Ah, ia senang kucing kecilnya menjaga jarak dari lawan jenis—sesuai keinginan Elio. Membuat rasa cinta Elio semakin besar saja.

"Gue juga mikir gitu," ungkap Ezra sembari menatap arah pandang Elio—lapangan. "Katanya dulu kaki Ervin sempet mau diamputasi saking udah gak berbentuknya—gue gak tau seberapa hancur, sih—tapi entah karena alasan apa dibatalin. Gue ikutan seneng dia gak jadi diamputasi. Kasian juga kalau sampai beneran dipotong."

Ezra memasukkan sekeping biskuit, mengunyahnya, menelannya, lalu melanjutkan, "Menurut lo, siapa yang udah nyiksa Ervin?"

"Entahlah. Bisa jadi orang terdekat atau yang punya dendam sama dia," jawabnya seraya mengedik tak peduli. Dalam hati melanjutkan, 'Dan gue masuk keduanya.'

"Lo mau ngapain kalau udah tau pelakunya?"

"Ya, gue hajarlah!" serunya kesal. "Enak aja temen baik gue dia siksa sampe segitunya. Dasar biadab!"

Elio menarik salah satu sudut bibir. Terhibur dengan reaksi Ezra yang sangat peduli dengan Ervin. Benar-benar teman yang baik. "Kalau gitu, ayo, hajar gue!"

Ezra mengernyit. Tak paham dengan maksud Elio. Dan sebagai teman yang baik, tentu Elio perlu menjelaskan sampai Ezra mengerti. "Tadi lo bilang bakal hajar siapa pun yang udah nyiksa Ervin, 'kan?"

"Terus hubungannya sama ngehajar lo apa?"

Dasar bodoh. Padahal Elio sudah menjelaskan dengan kalimat yang sederhana, tapi bisa-bisanya Ezra tidak paham juga. Walau menyebalkan, tapi itulah yang menarik dari diri Ezra—bisa Elio permainkan sesukanya. "Karena gue pelakunya. Tunggu apa lagi? Ayo, hajar!"

"Lo?" Ezra ternganga. "Seorang El yang hatinya selembut kapas, anak dari pemilik firma hukum terkenal, yang sering ngorbanin diri saking gak teganya buat ngusir cewek yang bikin lo risih, yang gak bisa nolak di saat anak sekelas minta bantuan, nyiksa Ervin?" lanjutnya dengan ekspresi tak percaya.

"Yang bener aja!" seru Ezra kesal seraya memukul punggung Elio. "Candaan lo gak lucu!"

Elio mengedik. Mau Ezra percaya ataupun tidak, itu bukan urusannya. Yang terpenting Elio sudah berkata jujur dan untuk sisanya ia serahkan semua pada Ezra. Toh, pada akhirnya, mau percaya atau tidak adalah masalah pilihan.
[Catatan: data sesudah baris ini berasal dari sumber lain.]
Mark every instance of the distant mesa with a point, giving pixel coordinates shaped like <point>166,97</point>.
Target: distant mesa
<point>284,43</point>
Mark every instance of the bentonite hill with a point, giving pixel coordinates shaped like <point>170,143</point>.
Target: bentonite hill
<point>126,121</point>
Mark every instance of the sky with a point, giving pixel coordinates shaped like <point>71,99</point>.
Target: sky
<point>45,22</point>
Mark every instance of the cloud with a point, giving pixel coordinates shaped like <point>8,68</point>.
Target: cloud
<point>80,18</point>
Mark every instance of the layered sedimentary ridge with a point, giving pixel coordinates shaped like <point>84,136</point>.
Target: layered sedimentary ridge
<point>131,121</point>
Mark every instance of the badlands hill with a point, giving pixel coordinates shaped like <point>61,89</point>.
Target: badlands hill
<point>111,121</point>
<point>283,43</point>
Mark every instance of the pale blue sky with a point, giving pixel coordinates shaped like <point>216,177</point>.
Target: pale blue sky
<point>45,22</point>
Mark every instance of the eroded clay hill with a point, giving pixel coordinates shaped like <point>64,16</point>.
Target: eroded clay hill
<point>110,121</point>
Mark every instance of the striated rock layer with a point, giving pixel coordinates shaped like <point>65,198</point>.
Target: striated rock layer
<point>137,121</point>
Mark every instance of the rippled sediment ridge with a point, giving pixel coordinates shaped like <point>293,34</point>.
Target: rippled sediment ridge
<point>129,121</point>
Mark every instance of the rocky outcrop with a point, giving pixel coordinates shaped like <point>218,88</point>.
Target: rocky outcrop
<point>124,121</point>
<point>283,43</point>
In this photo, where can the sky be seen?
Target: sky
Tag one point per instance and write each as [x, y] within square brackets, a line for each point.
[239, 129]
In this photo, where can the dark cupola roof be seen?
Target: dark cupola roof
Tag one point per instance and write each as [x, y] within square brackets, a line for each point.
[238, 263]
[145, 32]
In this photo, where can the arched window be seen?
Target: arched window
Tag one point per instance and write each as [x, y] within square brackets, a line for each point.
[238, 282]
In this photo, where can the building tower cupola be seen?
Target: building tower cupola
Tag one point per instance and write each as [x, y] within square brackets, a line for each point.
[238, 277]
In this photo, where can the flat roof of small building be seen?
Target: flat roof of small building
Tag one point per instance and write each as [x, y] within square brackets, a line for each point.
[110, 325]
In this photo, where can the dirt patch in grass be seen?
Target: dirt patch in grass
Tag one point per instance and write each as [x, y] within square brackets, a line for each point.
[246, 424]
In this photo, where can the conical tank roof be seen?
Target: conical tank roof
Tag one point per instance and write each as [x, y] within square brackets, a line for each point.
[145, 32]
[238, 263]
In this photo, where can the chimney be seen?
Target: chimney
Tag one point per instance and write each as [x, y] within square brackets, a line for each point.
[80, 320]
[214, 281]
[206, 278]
Elio berdiri, kemudian berjalan keluar kala bel istirahat berbunyi. Di belakangnya, Ezra setia mengikuti. "Btw, El, bukannya lo pacaran sama Iluka? Tapi kenapa akhir-akhir ini lo malah deket sama Nata? Jangan bilang lo terpengaruh sama omongannya si Ervin?"

"Enggaklah," jawab Elio spontan. "Cuma ... ada beberapa alasan. Lo tau sendiri akhir-akhir ini Nata sering dapet teror dan karena dia gak punya seorang pun buat dijadiin tempat cerita sama dimintain pertolongan, gue yang paling deket harus bantu, dong? Demi kemanusiaan."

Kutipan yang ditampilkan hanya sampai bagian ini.